The survey, involving 504 full-time employees from various financial services firms, indicates that at least 57% of these organisations have established apprenticeship schemes. This trend not only promotes a diverse talent pool but also aligns with the industry’s evolving needs for a capable workforce.
Apprenticeships offer an alternative pathways into employment, particularly for young adults, allowing them to gain qualifications while learning directly on the job. Craig Potter, senior partner in professional education at Davies, noted, "My biggest takeaway from this research is that it demonstrates just how valuable apprenticeship schemes can be for financial services organisations.
"With a majority of firms now offering permanent roles to their scheme graduates and a similar number of firms reporting that they are cutting recruitment costs as a result, it’s clear that they provide an excellent pathway for firms looking to secure long-term talent."
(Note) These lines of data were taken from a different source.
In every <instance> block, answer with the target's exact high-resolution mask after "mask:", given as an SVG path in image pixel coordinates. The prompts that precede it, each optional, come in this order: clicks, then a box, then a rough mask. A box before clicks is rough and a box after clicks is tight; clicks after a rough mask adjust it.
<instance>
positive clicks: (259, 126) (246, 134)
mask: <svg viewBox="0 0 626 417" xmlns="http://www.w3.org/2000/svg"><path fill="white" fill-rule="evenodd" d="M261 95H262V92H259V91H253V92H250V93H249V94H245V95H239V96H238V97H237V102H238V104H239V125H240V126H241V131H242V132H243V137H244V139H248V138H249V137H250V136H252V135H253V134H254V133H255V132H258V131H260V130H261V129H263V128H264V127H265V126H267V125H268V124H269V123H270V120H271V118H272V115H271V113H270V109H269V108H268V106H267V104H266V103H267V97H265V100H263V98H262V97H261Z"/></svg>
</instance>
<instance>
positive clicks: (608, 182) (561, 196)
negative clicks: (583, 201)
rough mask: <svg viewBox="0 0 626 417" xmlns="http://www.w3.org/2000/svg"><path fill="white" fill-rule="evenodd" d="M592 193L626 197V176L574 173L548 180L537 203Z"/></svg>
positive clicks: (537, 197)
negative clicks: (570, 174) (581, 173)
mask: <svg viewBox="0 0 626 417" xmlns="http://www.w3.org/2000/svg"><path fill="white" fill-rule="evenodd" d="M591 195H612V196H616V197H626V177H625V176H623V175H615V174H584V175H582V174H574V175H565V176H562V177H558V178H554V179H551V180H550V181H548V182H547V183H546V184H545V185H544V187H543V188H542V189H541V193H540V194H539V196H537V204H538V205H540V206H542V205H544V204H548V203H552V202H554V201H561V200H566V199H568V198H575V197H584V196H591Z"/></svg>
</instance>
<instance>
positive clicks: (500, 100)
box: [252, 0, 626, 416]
The findings from Davies suggest that apprenticeships not only reduce recruitment costs but also foster greater loyalty among employees. According to the survey, 71% of respondents with apprenticeship programmes reported that these initiatives are more cost-effective compared to conventional graduate recruitment.
Furthermore, 73% of these firms also stated that permanent positions were offered to participants who successfully complete their apprenticeships, providing a structured path towards job security and career growth.
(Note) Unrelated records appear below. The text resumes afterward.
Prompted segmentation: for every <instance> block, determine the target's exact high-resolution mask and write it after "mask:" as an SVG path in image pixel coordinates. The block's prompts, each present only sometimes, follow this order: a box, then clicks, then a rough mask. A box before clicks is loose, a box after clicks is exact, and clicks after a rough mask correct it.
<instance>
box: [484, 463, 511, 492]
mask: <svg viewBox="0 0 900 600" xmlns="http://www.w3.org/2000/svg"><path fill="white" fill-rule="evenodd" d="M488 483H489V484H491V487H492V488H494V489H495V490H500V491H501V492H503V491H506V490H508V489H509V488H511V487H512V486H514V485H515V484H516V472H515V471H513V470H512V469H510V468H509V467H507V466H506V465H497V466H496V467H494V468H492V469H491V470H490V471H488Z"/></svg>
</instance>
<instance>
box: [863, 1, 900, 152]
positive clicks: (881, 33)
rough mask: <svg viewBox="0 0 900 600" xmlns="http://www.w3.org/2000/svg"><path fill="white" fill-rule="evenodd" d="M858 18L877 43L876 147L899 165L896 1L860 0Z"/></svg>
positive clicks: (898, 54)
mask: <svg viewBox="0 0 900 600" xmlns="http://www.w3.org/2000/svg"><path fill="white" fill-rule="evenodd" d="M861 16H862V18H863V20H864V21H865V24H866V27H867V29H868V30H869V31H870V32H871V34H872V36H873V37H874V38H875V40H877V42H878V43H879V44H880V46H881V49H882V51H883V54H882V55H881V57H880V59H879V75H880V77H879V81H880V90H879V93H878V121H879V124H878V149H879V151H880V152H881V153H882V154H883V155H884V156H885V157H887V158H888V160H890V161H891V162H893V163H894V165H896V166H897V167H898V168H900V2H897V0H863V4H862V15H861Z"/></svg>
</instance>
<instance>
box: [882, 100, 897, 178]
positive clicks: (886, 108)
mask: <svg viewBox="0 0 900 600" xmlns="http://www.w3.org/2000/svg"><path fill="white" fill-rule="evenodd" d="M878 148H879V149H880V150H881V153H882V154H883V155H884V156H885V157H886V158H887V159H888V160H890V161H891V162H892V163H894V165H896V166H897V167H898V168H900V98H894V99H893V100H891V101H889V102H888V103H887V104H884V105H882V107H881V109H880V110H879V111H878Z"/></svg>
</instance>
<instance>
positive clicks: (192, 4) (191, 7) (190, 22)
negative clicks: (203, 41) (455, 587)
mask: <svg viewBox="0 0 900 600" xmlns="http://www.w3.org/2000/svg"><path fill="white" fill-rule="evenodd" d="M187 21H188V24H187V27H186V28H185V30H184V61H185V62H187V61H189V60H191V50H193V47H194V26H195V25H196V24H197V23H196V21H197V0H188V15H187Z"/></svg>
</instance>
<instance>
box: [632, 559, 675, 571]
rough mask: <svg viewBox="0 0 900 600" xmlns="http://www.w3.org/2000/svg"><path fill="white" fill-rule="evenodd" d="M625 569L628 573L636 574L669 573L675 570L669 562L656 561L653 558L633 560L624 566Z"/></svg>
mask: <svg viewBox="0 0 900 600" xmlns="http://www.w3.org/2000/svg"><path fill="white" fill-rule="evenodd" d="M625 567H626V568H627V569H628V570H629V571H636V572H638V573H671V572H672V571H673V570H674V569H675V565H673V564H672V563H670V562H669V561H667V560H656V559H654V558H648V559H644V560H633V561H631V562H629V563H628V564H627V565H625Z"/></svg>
The supportive framework of apprenticeship schemes is crucial, as indicated by the survey which found that 85% of the respondents believe these programmes enhance employee loyalty. Additionally, 78% reported that apprentices often transition into long-term roles within their companies, underscoring the effectiveness of this recruitment strategy in cultivating a stable workforce.
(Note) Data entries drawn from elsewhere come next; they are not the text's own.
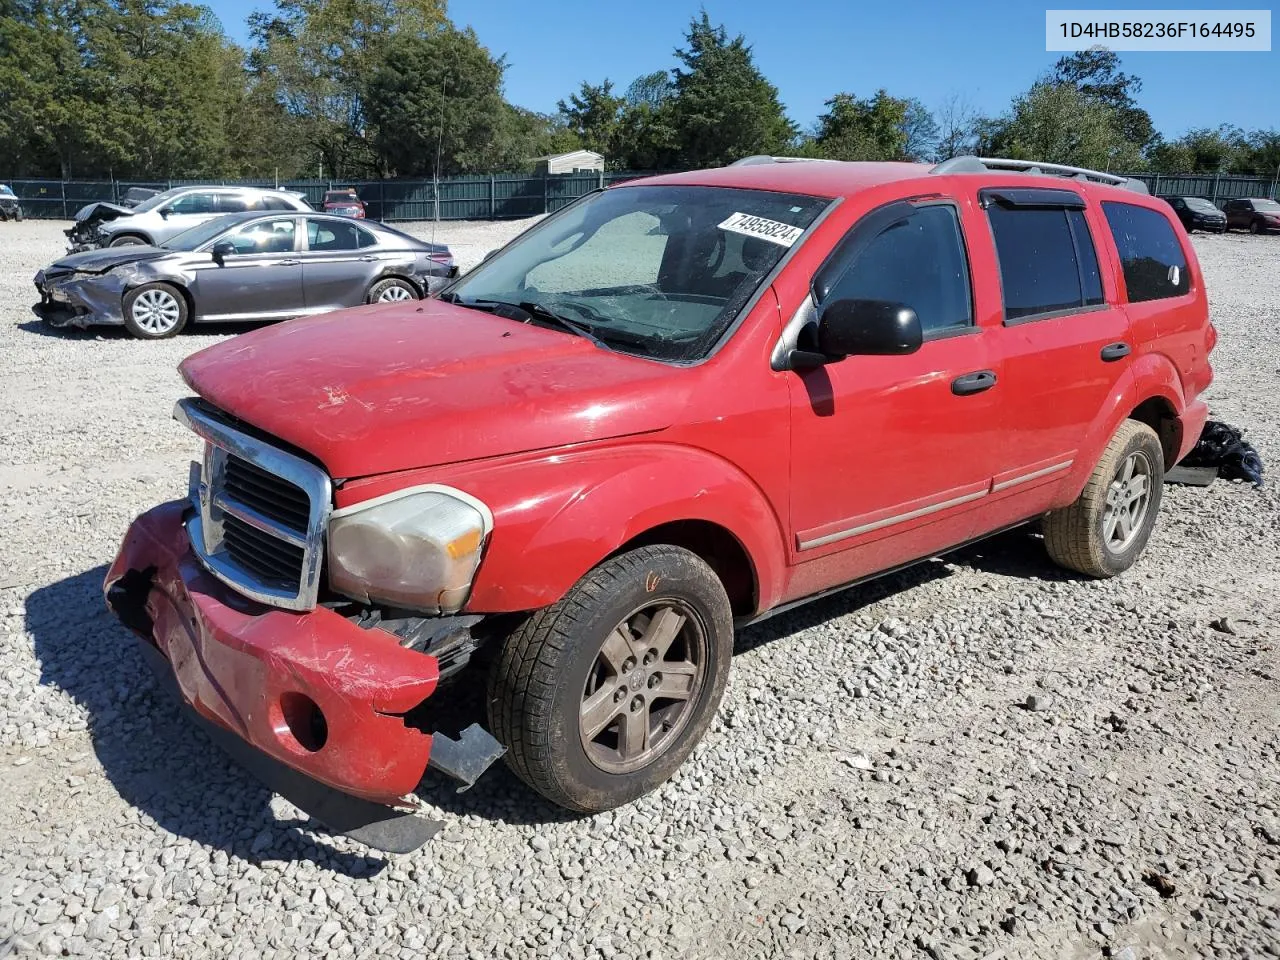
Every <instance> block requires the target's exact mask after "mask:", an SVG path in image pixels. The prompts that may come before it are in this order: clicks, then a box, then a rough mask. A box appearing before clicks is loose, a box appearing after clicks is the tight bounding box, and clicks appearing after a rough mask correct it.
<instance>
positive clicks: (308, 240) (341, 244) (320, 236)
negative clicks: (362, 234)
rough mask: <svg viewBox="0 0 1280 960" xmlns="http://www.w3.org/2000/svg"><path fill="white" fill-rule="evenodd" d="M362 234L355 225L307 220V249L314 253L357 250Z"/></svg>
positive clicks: (358, 228) (324, 220) (357, 249)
However, the research also highlights that there remains room for improvement. Many financial services firms that do not offer apprenticeships could potentially be overlooking the benefits of these schemes.
Notably, while 74% of respondents acknowledged the government’s Apprenticeship Levy as an important incentive for implementing such programmes, 15% of those without a scheme expressed uncertainty about how to utilise the Levy, and 11% were unsure about establishing an apprenticeship programme altogether.
Potter expressed concern over these gaps in understanding, stating, “It’s concerning that over a third of firms are missing out on these benefits, either due to a lack of understanding of how to set up a scheme or misconceptions about their value.” He further emphasised the importance of awareness around the Apprenticeship Levy, especially with upcoming changes expected under a potential Labour government.